Non-vegetarians will delight their eyes and feast their tastebuds with a plate of the most tender meat Chianina, a breed of cattle now mostly raised for beef from the Chianti area. Cooked on the grill for only a few minutes the slices remain succulent and moist. It is usually served with rocket and sometimes cherry tomatoes too. Osteria Pepi in Piazza del Mercato (below Piazza del Campo) serves some of the best beef and I would highly recommend a stop, this time in the evening.

[Chianina meat grilled over high heat in Tuscany]

Cavallucci

Typical for Christmas these knobbly biscuits are the slightly less known sisters to Ricciarelli but can also now be eaten any time of the year. When I was little they used to be hard rock so much so that I remember my grand-mother risking her teeth every time she bit into one. Nowadays they seem much softer (perhaps after several complaints from teeth-less customers) and with just a hint of amoniaca which again in my days was far too strong to the point of tasting medicinal. On the contrary I love their orange flavour given by the candied fruit and knowing they have far fewer calories than ricciarelli which are entirely made of almonds.
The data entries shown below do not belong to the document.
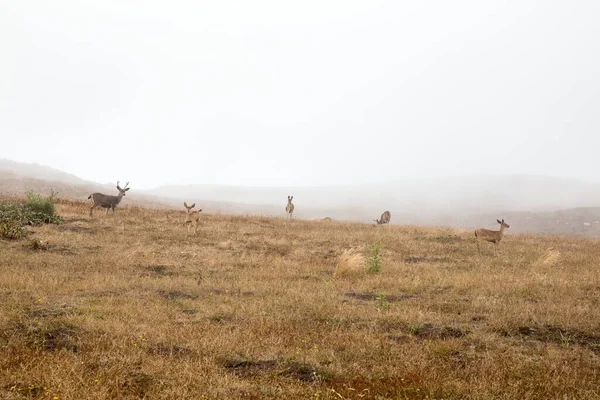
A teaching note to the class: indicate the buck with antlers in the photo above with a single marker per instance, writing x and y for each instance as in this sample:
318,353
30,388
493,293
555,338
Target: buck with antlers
491,236
385,219
192,217
108,201
289,209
The name is certainly curious. Cavallo means horse, some believe that it comes from their shape, with a central furrow resembling a horse hoof, others think that it was because in the past a little horse was once imprinted on top of them and there is even the story that they were often consumed by roadhouses workers where travellers would stop to rest and change their horses. Whatever the story is I would recommend to stop at Pasticceria Buti outside of Porta Camollia (the northern door) and try some of them. You won’t regret (or lose a tooth either!).

Cavallucci biscuits, photo credit: Georgia Barchi

Ingredients

·       220 g plain flour

·       115 g sugar

·       15 g honey

·       70 g chopped nuts

·       40 of candied orange and citron

·       80 ml of water

·       5 g of ammonia for cakes

·       1 teaspoon aniseed

·       4 g of mixed spices (nutmeg, coriander, cinnamon)

·       Icing sugar

Method

Finely crush the aniseeds and then mix the flour with the chopped walnuts, candied fruit, ammonia, aniseeds and spices.

In a saucepan melt the sugar and honey with the water until the sugar has dissolved and let it boil briefly.

Mix the sugar mix with the dry ingredients and knead quickly to make a sausage shape dough. Cut into pieces and shape them into big stone biscuits.

Make a slight crease on top and then place them on a tray lined with baking paper and bake in the oven for 10-12 minutes at 160C.